Le Gabon envisage de supprimer la prime de transport pour les agents publics disposant d’un véhicule de fonction ou de service.

Oligui au congrès chifre.info
Libreville, le 16 Juin 2026 – CHIFRE.INFO

Le gouvernement gabonais envisage de mettre fin au versement de la prime de transport aux agents publics bénéficiant déjà d’un véhicule de fonction ou de service.

L’annonce a été faite ce lundi 15 juin 2026 par le président de la République, Brice Clotaire Oligui Nguema, lors de son discours sur l’état de la Nation devant le Parlement réuni en Congrès.

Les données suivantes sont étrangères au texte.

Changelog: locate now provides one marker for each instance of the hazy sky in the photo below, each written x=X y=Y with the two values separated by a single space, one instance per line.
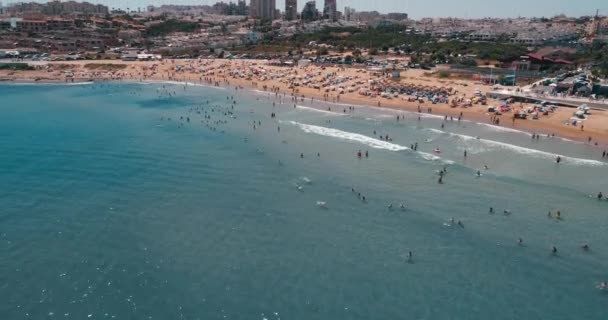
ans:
x=422 y=8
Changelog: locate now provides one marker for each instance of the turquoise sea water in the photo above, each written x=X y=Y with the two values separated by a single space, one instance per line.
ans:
x=109 y=210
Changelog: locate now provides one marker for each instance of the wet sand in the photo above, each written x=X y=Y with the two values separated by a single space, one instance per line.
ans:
x=278 y=81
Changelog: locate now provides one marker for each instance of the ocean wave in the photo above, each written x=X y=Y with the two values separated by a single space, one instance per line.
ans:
x=181 y=83
x=42 y=83
x=320 y=110
x=521 y=150
x=349 y=136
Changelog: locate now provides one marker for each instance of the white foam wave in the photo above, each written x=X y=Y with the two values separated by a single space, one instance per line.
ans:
x=320 y=110
x=430 y=157
x=186 y=83
x=349 y=136
x=50 y=83
x=521 y=150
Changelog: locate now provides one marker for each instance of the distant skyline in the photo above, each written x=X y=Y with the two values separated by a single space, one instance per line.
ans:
x=415 y=8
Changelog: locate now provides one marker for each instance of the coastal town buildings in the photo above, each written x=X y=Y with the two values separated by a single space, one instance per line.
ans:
x=330 y=10
x=310 y=12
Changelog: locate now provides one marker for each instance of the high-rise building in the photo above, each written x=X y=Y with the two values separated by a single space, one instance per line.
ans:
x=310 y=13
x=262 y=9
x=330 y=10
x=349 y=14
x=291 y=10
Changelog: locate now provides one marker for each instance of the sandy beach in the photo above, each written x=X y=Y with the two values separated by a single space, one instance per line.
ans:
x=349 y=85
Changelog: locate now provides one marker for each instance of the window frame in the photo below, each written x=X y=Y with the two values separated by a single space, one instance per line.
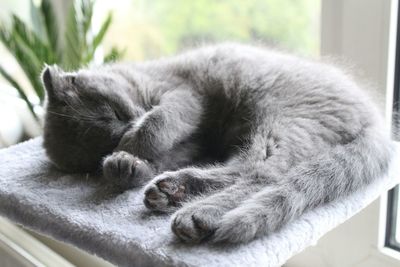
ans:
x=393 y=195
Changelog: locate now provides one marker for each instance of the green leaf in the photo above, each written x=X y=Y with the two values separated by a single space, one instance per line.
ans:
x=37 y=20
x=32 y=41
x=98 y=38
x=87 y=14
x=21 y=92
x=114 y=55
x=26 y=59
x=51 y=26
x=72 y=56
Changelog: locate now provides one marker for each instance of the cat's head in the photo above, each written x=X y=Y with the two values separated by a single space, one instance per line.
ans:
x=87 y=113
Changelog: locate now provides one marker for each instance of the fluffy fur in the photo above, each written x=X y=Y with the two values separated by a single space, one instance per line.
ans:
x=239 y=140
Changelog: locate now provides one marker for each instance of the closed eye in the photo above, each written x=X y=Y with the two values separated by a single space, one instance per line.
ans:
x=120 y=116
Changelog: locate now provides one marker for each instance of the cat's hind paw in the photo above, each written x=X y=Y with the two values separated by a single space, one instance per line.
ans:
x=194 y=224
x=164 y=193
x=124 y=169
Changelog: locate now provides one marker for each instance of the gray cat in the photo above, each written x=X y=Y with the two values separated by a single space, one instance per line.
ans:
x=238 y=140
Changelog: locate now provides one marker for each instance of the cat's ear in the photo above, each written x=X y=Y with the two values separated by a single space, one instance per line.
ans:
x=57 y=83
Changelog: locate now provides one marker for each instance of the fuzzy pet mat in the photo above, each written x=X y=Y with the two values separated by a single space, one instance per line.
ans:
x=114 y=225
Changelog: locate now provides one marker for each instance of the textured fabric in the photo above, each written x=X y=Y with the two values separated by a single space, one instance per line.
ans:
x=115 y=225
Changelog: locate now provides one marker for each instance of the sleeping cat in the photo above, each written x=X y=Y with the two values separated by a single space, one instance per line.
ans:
x=237 y=140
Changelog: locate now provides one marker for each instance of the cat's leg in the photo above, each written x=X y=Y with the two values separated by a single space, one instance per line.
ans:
x=126 y=170
x=167 y=191
x=198 y=220
x=328 y=176
x=172 y=121
x=152 y=135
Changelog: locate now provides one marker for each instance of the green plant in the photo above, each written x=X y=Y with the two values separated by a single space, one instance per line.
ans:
x=33 y=47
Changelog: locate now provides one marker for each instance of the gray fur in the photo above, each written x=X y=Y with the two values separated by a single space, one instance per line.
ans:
x=245 y=138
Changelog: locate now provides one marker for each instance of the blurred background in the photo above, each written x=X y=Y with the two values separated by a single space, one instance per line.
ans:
x=133 y=30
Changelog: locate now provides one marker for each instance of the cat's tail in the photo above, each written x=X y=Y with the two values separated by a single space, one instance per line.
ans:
x=326 y=177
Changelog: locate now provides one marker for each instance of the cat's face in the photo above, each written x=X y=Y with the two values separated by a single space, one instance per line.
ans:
x=86 y=115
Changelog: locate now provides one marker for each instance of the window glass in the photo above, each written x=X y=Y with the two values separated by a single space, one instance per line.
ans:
x=149 y=29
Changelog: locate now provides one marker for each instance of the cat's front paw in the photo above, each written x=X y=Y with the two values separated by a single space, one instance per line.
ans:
x=196 y=223
x=164 y=193
x=124 y=169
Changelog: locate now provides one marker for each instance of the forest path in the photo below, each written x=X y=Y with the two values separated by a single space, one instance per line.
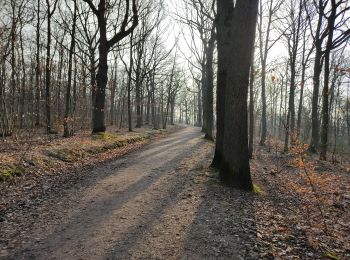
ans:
x=154 y=203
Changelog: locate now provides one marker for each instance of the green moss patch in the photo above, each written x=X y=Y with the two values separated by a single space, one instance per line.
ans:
x=9 y=171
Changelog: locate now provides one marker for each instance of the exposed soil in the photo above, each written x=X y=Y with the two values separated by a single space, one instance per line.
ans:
x=153 y=203
x=164 y=202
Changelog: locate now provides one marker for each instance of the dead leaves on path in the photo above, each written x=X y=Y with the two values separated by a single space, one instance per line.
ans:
x=289 y=221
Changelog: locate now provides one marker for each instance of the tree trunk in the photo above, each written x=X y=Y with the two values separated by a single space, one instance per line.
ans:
x=235 y=169
x=223 y=27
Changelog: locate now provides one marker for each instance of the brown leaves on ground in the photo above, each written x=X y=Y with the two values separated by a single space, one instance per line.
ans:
x=304 y=213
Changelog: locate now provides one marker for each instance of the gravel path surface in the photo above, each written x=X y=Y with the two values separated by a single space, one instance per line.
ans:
x=159 y=202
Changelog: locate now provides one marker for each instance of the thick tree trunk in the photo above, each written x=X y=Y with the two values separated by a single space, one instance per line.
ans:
x=235 y=169
x=223 y=27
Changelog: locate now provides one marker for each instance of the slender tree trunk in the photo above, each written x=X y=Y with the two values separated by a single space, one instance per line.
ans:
x=251 y=108
x=67 y=123
x=209 y=87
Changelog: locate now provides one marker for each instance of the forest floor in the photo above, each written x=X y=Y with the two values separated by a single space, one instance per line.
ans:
x=164 y=202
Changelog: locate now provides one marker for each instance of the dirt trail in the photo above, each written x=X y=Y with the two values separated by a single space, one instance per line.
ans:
x=154 y=203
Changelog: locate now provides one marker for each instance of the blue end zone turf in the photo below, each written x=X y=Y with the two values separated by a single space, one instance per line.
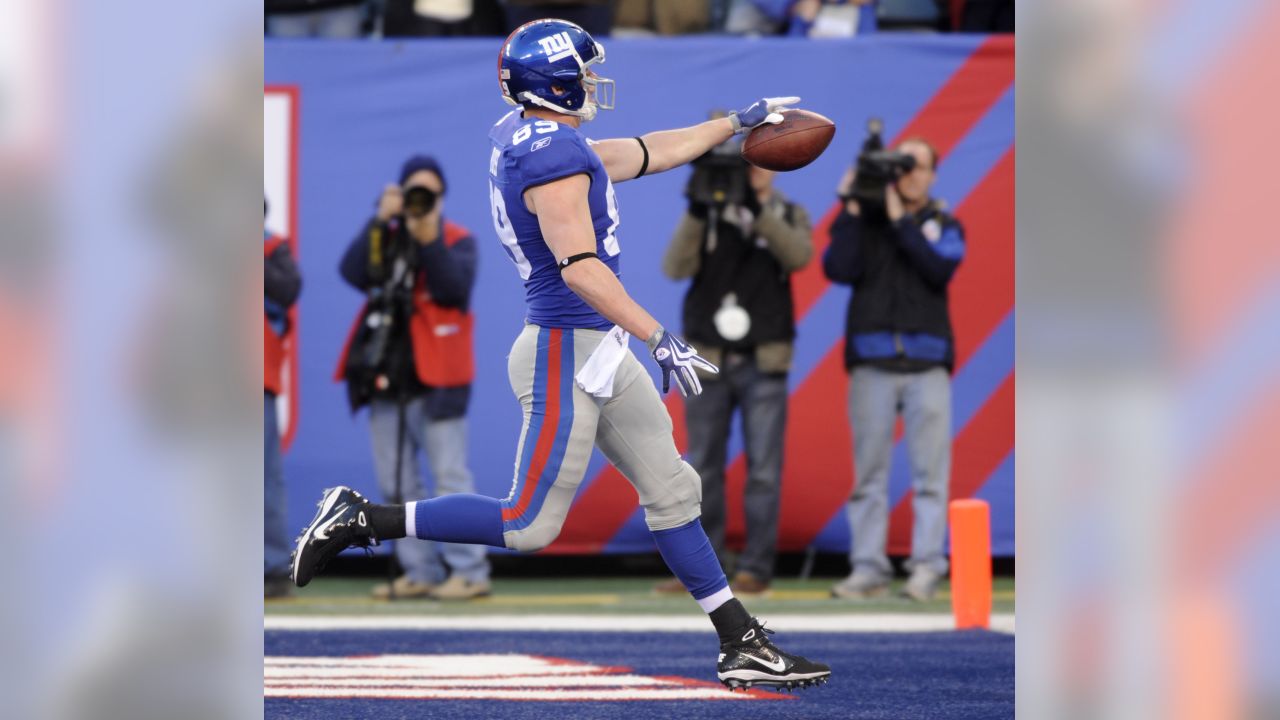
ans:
x=880 y=675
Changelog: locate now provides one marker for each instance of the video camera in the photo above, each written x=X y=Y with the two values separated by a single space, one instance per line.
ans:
x=720 y=176
x=392 y=267
x=419 y=200
x=877 y=168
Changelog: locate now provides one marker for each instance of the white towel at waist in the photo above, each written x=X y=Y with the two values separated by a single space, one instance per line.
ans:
x=597 y=373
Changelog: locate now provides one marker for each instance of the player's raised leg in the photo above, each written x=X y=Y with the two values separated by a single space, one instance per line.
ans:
x=635 y=433
x=556 y=445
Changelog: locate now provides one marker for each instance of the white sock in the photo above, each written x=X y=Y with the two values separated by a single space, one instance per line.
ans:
x=714 y=600
x=411 y=519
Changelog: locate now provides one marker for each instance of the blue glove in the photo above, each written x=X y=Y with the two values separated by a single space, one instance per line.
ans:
x=766 y=110
x=677 y=358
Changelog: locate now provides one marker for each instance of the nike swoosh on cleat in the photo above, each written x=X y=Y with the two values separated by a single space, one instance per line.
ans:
x=777 y=665
x=321 y=532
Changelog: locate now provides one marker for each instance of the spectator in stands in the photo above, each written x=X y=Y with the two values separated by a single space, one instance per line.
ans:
x=417 y=269
x=593 y=16
x=442 y=18
x=899 y=255
x=315 y=18
x=280 y=288
x=832 y=18
x=739 y=315
x=813 y=18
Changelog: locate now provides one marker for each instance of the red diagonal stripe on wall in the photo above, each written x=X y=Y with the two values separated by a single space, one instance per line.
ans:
x=982 y=291
x=967 y=96
x=945 y=119
x=606 y=505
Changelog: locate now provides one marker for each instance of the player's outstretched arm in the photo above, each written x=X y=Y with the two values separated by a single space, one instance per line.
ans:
x=625 y=158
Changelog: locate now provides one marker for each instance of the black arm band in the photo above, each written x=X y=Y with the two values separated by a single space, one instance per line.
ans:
x=572 y=259
x=644 y=165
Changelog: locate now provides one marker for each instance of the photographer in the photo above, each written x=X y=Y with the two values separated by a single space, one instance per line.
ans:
x=410 y=359
x=740 y=242
x=897 y=249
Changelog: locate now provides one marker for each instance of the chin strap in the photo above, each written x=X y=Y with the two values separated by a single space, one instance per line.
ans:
x=586 y=113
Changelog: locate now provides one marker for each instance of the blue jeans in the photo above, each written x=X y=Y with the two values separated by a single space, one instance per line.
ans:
x=763 y=401
x=446 y=446
x=277 y=546
x=874 y=400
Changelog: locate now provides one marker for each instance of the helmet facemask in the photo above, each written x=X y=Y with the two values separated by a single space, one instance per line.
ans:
x=599 y=92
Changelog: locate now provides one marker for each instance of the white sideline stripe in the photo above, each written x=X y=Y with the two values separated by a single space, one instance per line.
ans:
x=869 y=623
x=356 y=680
x=594 y=695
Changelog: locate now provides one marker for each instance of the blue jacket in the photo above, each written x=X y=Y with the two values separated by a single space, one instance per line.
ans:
x=899 y=315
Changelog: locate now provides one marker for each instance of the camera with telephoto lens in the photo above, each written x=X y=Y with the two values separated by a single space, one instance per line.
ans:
x=419 y=201
x=876 y=169
x=392 y=265
x=720 y=174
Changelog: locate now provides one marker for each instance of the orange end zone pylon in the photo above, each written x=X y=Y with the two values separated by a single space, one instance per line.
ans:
x=970 y=563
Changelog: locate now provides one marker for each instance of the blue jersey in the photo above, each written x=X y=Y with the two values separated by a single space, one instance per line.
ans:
x=528 y=153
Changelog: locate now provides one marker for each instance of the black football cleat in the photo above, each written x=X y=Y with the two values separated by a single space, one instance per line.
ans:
x=341 y=523
x=753 y=660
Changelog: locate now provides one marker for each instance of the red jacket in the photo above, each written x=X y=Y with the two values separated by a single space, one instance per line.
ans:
x=440 y=336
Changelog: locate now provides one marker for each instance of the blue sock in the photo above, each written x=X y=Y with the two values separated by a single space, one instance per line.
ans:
x=472 y=519
x=690 y=556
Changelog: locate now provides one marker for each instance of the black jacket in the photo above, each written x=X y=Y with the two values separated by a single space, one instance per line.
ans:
x=899 y=317
x=746 y=260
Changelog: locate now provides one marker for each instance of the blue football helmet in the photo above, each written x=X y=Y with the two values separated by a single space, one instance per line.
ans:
x=545 y=63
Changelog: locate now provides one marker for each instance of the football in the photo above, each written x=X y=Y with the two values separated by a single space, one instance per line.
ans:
x=790 y=145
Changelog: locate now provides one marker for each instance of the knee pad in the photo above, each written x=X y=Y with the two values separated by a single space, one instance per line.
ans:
x=680 y=504
x=534 y=537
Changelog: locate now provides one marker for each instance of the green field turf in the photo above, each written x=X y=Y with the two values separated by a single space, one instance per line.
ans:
x=630 y=596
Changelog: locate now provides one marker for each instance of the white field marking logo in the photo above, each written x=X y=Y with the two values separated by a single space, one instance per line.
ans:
x=479 y=677
x=557 y=46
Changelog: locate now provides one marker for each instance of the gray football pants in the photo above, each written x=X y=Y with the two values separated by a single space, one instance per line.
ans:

D’un montant de 35 000 FCFA, cette indemnité pourrait être supprimée pour les fonctionnaires dont les déplacements sont déjà pris en charge par l’administration à travers l’attribution d’un véhicule administratif. Une décision présentée par le chef de l’État comme une mesure de réduction des charges publiques.

« Pour réduire les charges de l’État, le Gouvernement envisage de retirer la prime de transport à tous les fonctionnaires possédant un véhicule de fonction ou de service », a déclaré Brice Clotaire Oligui Nguema.

Une mesure pour limiter les dépenses de l’État

Cette réforme s’inscrit dans la volonté affichée des autorités de rationaliser la gestion des finances publiques. Le gouvernement estime qu’un agent bénéficiant d’un véhicule administratif dispose déjà d’un avantage destiné à faciliter ses déplacements, ce qui rendrait le maintien de la prime de transport moins justifié.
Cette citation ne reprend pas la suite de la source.